MS NOW producer Steve Benen says House Speaker Mike Johnson (R-La.) is racking up the kind of failures his predecessors never had — including his most recent one, who was ousted by his own party.
On Tuesday, Johnson and House GOP leaders tried to propose a rule change that would prevent any lawmaker from threatening President Donald Trump’s tariffs until August. Johnson’s effort failed 214-217 after three Republicans joined all Democrats to destroy it.
The vote is historic for its rarity, but also historic for its frequency under Johnson, said Benen.
“During Democratic Rep. Nancy Pelosi’s tenure as House speaker, she literally never lost a rule vote. During former Republican Reps. John Boehner’s and Paul Ryan’s tenures, they also never lost such a vote,” said Benen. “In the last Congress, however, then-Speaker Kevin McCarthy lost three of these votes. And after he was stripped of his gavel, his Republican successor, Mike Johnson, lost four. In the current Congress, Johnson lost one rule vote last year, and then another Tuesday night.”

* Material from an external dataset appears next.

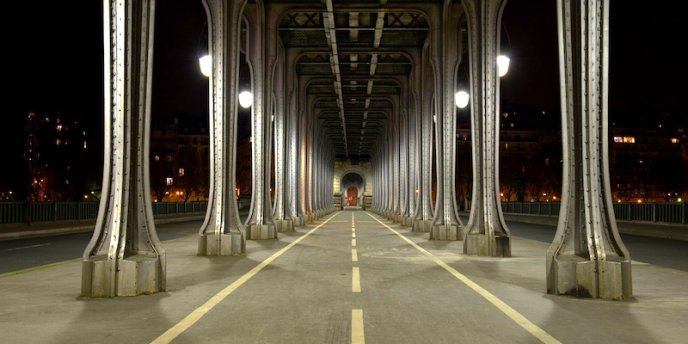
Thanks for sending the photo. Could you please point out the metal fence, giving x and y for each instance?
(18, 212)
(651, 212)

But the vote is more than just another failure for what is racking up to be one of the House’s least successful speakers. The vote itself was a warning to a president who has — at least until now — wielded complete control of the Republican Party.
Couched into Johnson’s rule was language forbidding House lawmakers from challenging Trump’s tariffs until July 31. Specifically, it stipulated that certain days no longer "constitute a calendar day" for the purpose of terminating national emergencies. This is meaningful because Trump used a national emergency to impose his controversial tariffs.
Politico described the vote as a “seismic” failure, but Benen said “it’s worth appreciating why.”
“First, this was a major setback for Trump, who expected the House chamber that he has effectively controlled for a year to back him up on his controversial trade tariffs agenda,” said Benen. “When that didn’t happen, it offered fresh evidence of an unpopular lame-duck president whose grip on Capitol Hill, even when his own party is in control, is clearly loosening.”
Secondly, Benen said this embarrassing vote “clearly didn’t do the House speaker any favors.”
“Johnson, who has long been seen as a weak figure, has now lost more rule votes than any speaker in generations, and the Louisiana representative’s troubles are only going to get worse,” Benen said. “In the wake of Tuesday night’s failure, Democrats will be able to force a series of uncomfortable votes on the White House’s tariffs, and GOP leaders, already struggling with a vanishingly small majority, won’t be able to stop them.”
Essentially, what Johnson did was ask his own party “to keep surrendering their own legal authority” to a president who is using that power to raise costs for American consumers and businesses. The failure of this vote, said Benen, was a fundamental rejection of an entire partisan mindset plaguing the Republican Party under Trump.